I suspect that China has more than enough firepower to maintain the yuan in its current band if it wants to even with U.S. tariff escalation. The tariffs—plus the Iranian and Venezuelan oil sanctions—might be enough to push China’s current account into an external deficit (China is the world’s largest oil importer, so the price of oil matters for the overall balance as much as U.S. tariffs). But if China signaled that the yuan would remain stable, portfolio inflows would likely continue—and a modest deficit need not put any real strain on China’s reserves (especially if Xi insists on a bit more discipline in Belt and Road lending to avoid new debt traps).

The other view is that China has shown that it is firmly in control of its exchange rate and balance of payments, and thus it is in a position to let its currency weaken without putting its own financial stability at risk. Controlled depreciations are hard—the market (even a controlled market like the market for the yuan) obviously has an incentive to front run any predictable move (as China learned in 15 and 16). But I suspect China could pull that off —it would just need to signal at some point that once the yuan had reset down, China would resist further depreciation. The goal, in effect, would be to reset the yuan’s trading range around a new post U.S. tariff band, not to move directly to a true free float.

That would let Chinese firms (who have already started to complain) cut their dollar prices (offsetting some of the impact of the tariff) without reducing their yuan revenues, and help China make up for lost exports to the United States with additional exports to the rest of the world…

Basically, it is China’s choice… it won’t be forced into an option it doesn’t like.

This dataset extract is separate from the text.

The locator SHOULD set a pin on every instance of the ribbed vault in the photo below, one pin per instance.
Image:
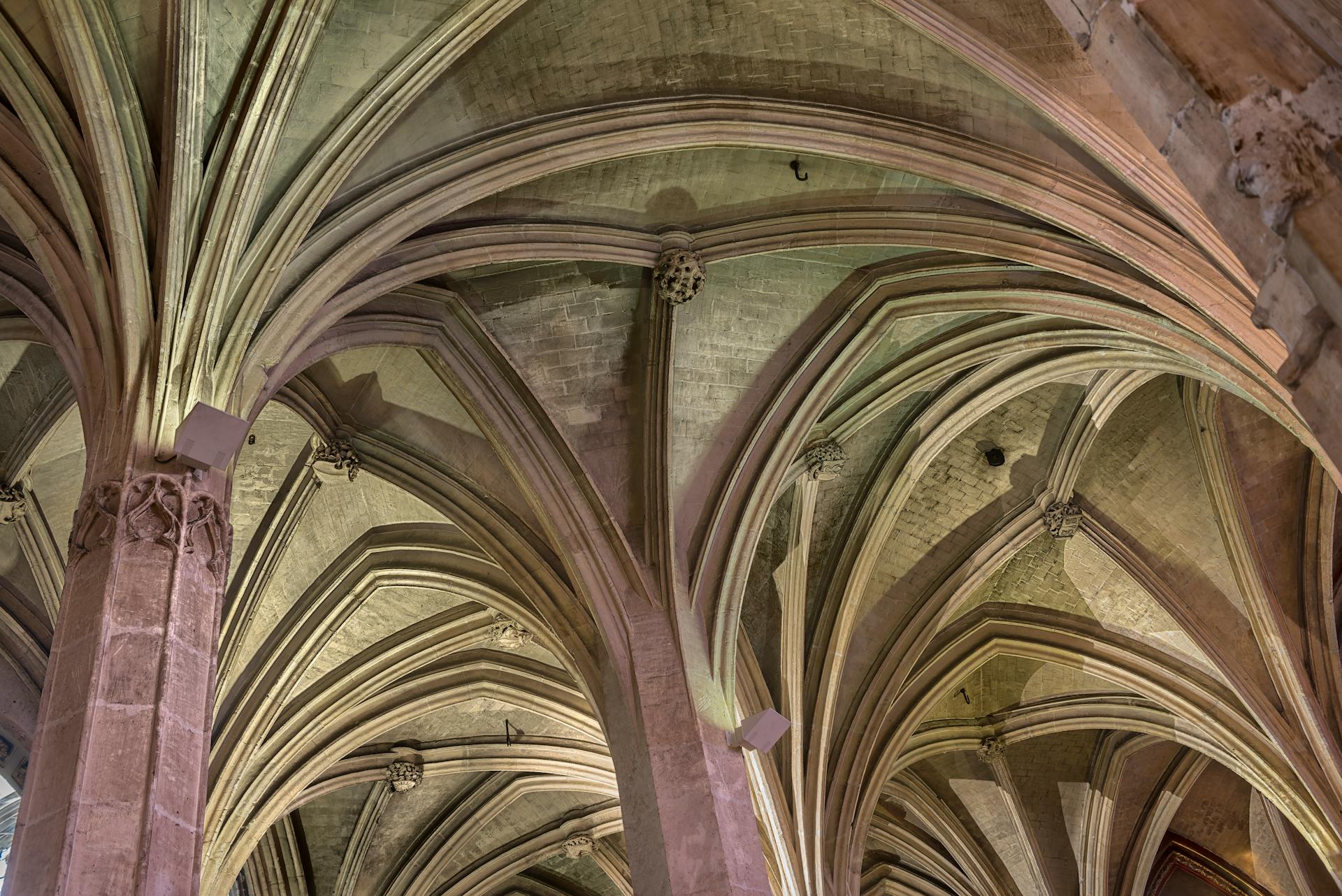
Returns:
(967, 458)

But it is a choice that obviously matters enormously for the entire world. Other Asian economies, setting Japan aside, would likely let their currencies depreciate along with the yuan to avoid losing out to China in global markets. Other manufacturing exporting and oil importing emerging economies (like Turkey) might face a bit of unwelcome pressure on their currencies as well. Not all currencies though would depreciate along side the yuan. And a weaker yuan against the euro and the yen would hurt European and Japanese exports (China exports a lot of capital goods these days, it isn’t just a producer of consumer goods). A weaker yuan, in effect, redistributes some of China’s trade pain globally, and thus poses a challenge to those parts of the world that have relied on exports rather than domestic demand to power their own economies.

Oh, and Trump would also have to decide if he would raise the tariff rate above 25 percent in response to China’s depreciation (or move quickly to extend the tariffs to all trade with China), as he has threatened in the past.***

That’s why my best guess is that China limits any near-term move as it tries to see if there is still time (and will) to cut a deal that avoids further escalation.

* This is the estimated effect of going from zero to 25. Some of that effect has already happened, as Trump had already introduced a 25 percent tariff on $50 billion of Chinese imports and a 10 percent tariff on another $200 billion in imports.

** The gap between the extensive coverage that trade policy shifts receive relative to the limited coverage typically provided to the impact of exchange rate moves is a pet peeve of mine.

*** The game theory here is probably interesting. Too big a move now risks provoking Trump into the kind of broad tariffs that China likely wants to avoid. I suspect the optimal time for a major depreciation would be once Trump has extended the tariffs fully.